Alors que le vice-président du groupe, Emil Michael (en), avait affirmé être disposé à investir jusqu'à 1 million de dollars pour discréditer une journaliste, Sarah Lacy, qui critiquait le sexisme dominant dans Uber, Kalanick s'était contenté de s'excuser pour les propos de Michael, et l'avait maintenu à son poste.
En janvier 2017, une campagne de désinscription d'Uber, #DeleteUber (supprimez Uber), a été lancée sur Twitter pour protester contre le soutien opportuniste que Travis Kalanick avait accordé à un décret anti-immigration de Donald Trump. Les chauffeurs de taxi ayant fait grève une heure en réaction contre le Muslim Ban promulgué par Donald Trump, Uber avait annoncé une baisse de ses tarifs pendant cette heure-là, ce qui avait été considéré comme une manière de casser la grève. Travis Kalanick avait alors déclaré : « J’adore Uber plus que tout au monde et, en ces moments difficiles, j’ai accepté la demande des investisseurs de me mettre de côté afin que Uber puisse revenir à son bon fonctionnement plutôt que se distraire avec un autre combat ». Cette campagne de désabonnement a fait perdre à Uber 500 000 clients en un week-end.
Au premier trimestre 2017, Travis Kalanick fait l'objet de plusieurs révélations qui fragilisent sa position à la tête de l'entreprise. Il apparaît en mars 2017 dans une vidéo où il est filmé lors d'une conversation houleuse avec un chauffeur Uber, qu'il finit par insulter. Ayant présenté ses excuses à la suite de cet épisode, il a déclaré : « Je dois changer fondamentalement en tant que dirigeant, et grandir ».

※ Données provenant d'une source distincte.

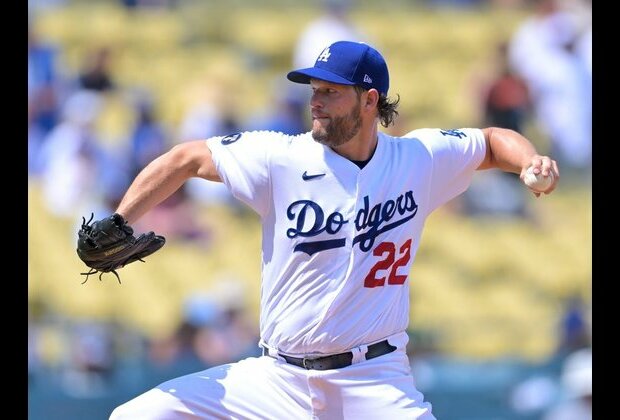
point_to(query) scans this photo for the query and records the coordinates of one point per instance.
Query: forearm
(156, 182)
(507, 150)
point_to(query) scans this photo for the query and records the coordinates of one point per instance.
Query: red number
(405, 250)
(371, 279)
(384, 264)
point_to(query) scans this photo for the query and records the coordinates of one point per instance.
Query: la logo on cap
(324, 55)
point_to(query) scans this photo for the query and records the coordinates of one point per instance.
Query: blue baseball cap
(347, 63)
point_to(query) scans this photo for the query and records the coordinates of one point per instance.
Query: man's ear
(372, 98)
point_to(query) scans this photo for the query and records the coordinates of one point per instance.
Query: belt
(336, 361)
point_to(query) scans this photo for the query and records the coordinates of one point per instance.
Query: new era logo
(324, 55)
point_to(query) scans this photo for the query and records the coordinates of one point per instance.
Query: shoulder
(273, 139)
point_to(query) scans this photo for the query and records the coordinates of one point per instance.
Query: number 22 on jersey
(390, 260)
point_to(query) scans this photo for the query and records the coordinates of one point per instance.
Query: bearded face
(337, 130)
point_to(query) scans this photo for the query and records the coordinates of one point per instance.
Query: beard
(340, 129)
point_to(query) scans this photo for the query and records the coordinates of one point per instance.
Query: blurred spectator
(506, 99)
(333, 25)
(542, 52)
(506, 104)
(574, 332)
(77, 170)
(43, 95)
(210, 115)
(176, 218)
(576, 383)
(287, 114)
(148, 139)
(91, 362)
(96, 74)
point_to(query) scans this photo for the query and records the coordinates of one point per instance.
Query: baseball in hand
(538, 183)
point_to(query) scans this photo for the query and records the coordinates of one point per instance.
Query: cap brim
(304, 76)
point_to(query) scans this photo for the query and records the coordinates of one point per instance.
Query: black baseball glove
(109, 244)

Travis Kalanick est critiqué pour ses méthodes managériales, accusé en particulier d'avoir laissé prospérer une culture d'entreprise favorisant l'agressivité, le sexisme et les discriminations de toutes sortes au sein de sa société, qui affiche la plus haute valorisation au monde pour une entreprise non cotée avec 68 milliards de dollars (61 milliards d'euros).

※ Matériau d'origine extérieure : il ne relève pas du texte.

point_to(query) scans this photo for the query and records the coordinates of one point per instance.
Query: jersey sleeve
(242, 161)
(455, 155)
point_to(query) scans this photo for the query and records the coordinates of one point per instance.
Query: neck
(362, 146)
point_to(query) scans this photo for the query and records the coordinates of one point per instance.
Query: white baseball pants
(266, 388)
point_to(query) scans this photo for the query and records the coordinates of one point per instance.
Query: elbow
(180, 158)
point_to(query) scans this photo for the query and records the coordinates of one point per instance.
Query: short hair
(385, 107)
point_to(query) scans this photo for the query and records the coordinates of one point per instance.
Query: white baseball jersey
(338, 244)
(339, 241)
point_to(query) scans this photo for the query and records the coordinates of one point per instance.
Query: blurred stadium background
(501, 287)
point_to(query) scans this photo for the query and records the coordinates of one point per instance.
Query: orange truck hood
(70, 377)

Mike Isaac, journaliste au New York Times, décrit dans Super Pumped: The Battle for Uber l'action de Travis Kalanick à la tête de Uber, et le présente comme « le parfait portrait-robot du tech bro », c'est-à-dire comme un représentant, dans le monde de la tech, de la culture bro — culture misogyne caractérisée par la connivence entre hommes et l'esprit de compétition.

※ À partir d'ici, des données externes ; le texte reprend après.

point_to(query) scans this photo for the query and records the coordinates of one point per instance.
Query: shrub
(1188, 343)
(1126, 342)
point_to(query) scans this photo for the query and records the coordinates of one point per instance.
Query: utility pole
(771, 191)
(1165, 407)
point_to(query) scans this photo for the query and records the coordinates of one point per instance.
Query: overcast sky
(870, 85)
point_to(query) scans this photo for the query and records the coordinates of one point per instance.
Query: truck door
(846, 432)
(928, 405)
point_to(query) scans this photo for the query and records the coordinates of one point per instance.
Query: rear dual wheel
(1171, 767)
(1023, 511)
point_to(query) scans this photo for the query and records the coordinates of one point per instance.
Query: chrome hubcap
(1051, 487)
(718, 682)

Selon les Inrocks, « Travis Kalanick a une devise : s’assurer que chaque année qui passe soit vécue comme difficile par ceux qui partagent son quotidien chez Uber ». Il a déclaré à ce sujet : « C’est comme ça que je fonctionne. Si c’est trop facile, c’est que je ne pousse pas assez mes employés ».
Démission de la direction de Uber
Les « problèmes de corruption » dans l'entreprise, les critiques dirigées contre la «culture d'entreprise» d'Uber, ainsi que des cas d'agression sexuelle, et des centaines d'infractions constatées dans des bureaux d'Uber situés dans différentes régions du monde, révélées dans le rapport Holder, ont conduit Travis Kalanick à démissionner. Des membres de l'équipe dirigeante constituée par T. Kalanick ont dû démissionner également. La culture Bro répandue dans la Silicon Valley et les milieux de la haute technologie est mise en cause par des nombreux commentateurs.
Le 13 juin, après avoir annoncé qu'il se mettait en congé de son entreprise, à la suite de la disparition de sa mère, il démissionne le 20 juin de son poste de directeur général sous la pression croissante d'investisseurs, lui reprochant ses méthodes de gestion. En août 2017, une plainte est déposée par un investisseur de la firme, l'accusant d'avoir tenté de soudoyer le comité exécutif.